Plus, the promise of a pasture is not literal. Our ives with Jesus will not be, in this life nor the next, in (or limited to) an actual pasture. Once again the term is used to give a word picture to his listeners.

I doubt anyone disagrees with this obvious example.

Our problems arise when we look, for example, at Genesis 1. Every word is true but is a literal interpretation using a scientific comprehension of the cosmos the original intention of the writer? Is it possible the divine message of that chapter is embedded in poetic, descriptive, evocative text that was not intended to be a science text for ancients?

Whether your view of the Creation story in Genesis, the first order of faithful biblical interpretation is to identify both the text and the text in it's literary context. The text is comprised of vocabulary. The context includes the literary style employed by the author to communicate God's truth. 
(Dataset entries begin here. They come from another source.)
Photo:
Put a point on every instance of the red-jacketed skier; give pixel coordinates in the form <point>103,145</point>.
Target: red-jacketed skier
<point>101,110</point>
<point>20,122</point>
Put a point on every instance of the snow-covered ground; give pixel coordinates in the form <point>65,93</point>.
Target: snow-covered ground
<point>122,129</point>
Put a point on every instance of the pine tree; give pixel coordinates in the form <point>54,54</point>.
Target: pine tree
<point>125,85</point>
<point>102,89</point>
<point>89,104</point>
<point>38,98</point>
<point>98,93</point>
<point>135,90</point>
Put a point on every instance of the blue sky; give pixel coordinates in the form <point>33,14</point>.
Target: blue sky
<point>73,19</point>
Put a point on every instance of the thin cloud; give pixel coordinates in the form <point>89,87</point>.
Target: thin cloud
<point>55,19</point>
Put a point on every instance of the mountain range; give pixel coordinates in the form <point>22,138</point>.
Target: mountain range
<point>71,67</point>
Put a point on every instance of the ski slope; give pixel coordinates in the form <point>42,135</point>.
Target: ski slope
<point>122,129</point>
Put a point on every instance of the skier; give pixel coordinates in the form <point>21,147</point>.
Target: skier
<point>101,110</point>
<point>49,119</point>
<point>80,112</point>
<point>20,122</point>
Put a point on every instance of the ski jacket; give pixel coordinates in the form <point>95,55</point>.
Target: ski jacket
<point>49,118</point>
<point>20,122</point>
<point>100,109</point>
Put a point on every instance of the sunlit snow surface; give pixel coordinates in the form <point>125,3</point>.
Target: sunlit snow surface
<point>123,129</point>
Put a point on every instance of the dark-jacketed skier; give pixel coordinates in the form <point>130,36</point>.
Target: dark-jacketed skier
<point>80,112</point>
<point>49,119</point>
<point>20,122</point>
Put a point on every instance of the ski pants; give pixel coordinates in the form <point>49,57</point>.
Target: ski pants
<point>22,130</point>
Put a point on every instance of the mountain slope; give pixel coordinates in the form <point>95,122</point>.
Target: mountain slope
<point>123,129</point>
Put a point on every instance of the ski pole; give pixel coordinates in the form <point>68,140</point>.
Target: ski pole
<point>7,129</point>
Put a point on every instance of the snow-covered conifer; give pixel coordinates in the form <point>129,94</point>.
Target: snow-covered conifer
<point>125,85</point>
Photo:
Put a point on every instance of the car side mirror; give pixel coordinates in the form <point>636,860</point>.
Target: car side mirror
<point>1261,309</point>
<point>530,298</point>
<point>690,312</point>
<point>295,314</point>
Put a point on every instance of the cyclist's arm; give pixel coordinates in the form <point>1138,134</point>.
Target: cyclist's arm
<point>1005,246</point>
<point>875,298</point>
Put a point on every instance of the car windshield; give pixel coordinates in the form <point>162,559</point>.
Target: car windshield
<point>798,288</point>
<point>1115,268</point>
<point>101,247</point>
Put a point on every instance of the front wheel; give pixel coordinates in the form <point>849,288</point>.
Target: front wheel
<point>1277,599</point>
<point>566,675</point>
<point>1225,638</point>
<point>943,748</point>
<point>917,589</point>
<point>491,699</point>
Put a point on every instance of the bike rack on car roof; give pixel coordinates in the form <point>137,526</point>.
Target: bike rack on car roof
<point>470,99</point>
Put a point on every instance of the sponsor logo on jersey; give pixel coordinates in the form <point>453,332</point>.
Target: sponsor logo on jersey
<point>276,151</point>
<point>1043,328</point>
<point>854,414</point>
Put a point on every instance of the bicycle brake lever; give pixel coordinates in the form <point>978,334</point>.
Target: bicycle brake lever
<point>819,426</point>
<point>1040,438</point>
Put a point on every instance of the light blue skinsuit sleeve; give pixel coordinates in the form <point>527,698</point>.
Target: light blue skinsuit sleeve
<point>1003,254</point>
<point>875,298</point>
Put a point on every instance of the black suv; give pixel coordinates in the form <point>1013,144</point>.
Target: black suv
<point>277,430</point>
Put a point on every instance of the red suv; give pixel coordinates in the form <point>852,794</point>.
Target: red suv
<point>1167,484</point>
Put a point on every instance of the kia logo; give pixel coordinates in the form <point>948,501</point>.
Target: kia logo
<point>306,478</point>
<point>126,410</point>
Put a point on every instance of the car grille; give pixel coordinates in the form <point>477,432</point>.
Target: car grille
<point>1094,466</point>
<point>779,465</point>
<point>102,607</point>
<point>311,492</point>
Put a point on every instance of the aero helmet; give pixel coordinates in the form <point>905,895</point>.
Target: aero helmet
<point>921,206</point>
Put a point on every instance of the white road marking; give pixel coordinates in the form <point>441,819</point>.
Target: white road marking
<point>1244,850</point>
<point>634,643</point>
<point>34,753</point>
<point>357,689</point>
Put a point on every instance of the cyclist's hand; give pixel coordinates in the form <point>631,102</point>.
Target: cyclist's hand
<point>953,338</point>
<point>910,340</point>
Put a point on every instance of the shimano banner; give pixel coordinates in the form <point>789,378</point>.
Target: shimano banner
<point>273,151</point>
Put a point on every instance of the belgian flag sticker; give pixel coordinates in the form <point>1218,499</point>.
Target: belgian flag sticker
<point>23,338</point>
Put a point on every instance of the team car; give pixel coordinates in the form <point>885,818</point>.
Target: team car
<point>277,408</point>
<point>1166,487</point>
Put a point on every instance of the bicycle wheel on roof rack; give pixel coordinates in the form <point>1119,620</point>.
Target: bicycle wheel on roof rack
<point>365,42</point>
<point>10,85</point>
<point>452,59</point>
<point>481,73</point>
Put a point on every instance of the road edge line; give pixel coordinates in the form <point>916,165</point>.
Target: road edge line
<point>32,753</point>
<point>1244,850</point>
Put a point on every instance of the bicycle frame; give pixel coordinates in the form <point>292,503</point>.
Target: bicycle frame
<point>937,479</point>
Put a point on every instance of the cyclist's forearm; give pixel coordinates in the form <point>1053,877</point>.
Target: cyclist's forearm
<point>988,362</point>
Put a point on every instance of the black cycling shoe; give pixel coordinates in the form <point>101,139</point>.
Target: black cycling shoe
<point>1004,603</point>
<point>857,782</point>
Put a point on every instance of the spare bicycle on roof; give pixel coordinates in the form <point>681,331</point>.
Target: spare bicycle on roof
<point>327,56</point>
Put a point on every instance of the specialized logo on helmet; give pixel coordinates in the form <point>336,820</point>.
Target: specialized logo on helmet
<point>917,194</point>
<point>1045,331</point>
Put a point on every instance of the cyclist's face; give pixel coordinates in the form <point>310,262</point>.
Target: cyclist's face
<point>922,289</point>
I am a fan of black-and-white movies but I am also very glad some motion pictures are in color.  

God has communicated to us in the literature of the Bible.(God's words are in human vocabulary; akin to the incarnation of Jesus (John 1). Some of God's message is in black-and-white, meant to be taken literally. Some of God's message is in color, meant to be understood literarily (prophecy, poetry, narrative, metaphor, hyperbole). "Everything in the Scriptures is God's Word. All of it is useful for teaching and helping people and for correcting them and showing them how to live." 2 Timothy 3:16 CEV

I am not making this distinction in order to liberalize scriptural teachings but to liberate texts from a literal interpretation that weakens, distorts, even corupts the actual word of God.

To paraphrase Scott Duvall,

"Take Holy Scripture seriously, but don’t always take it literally."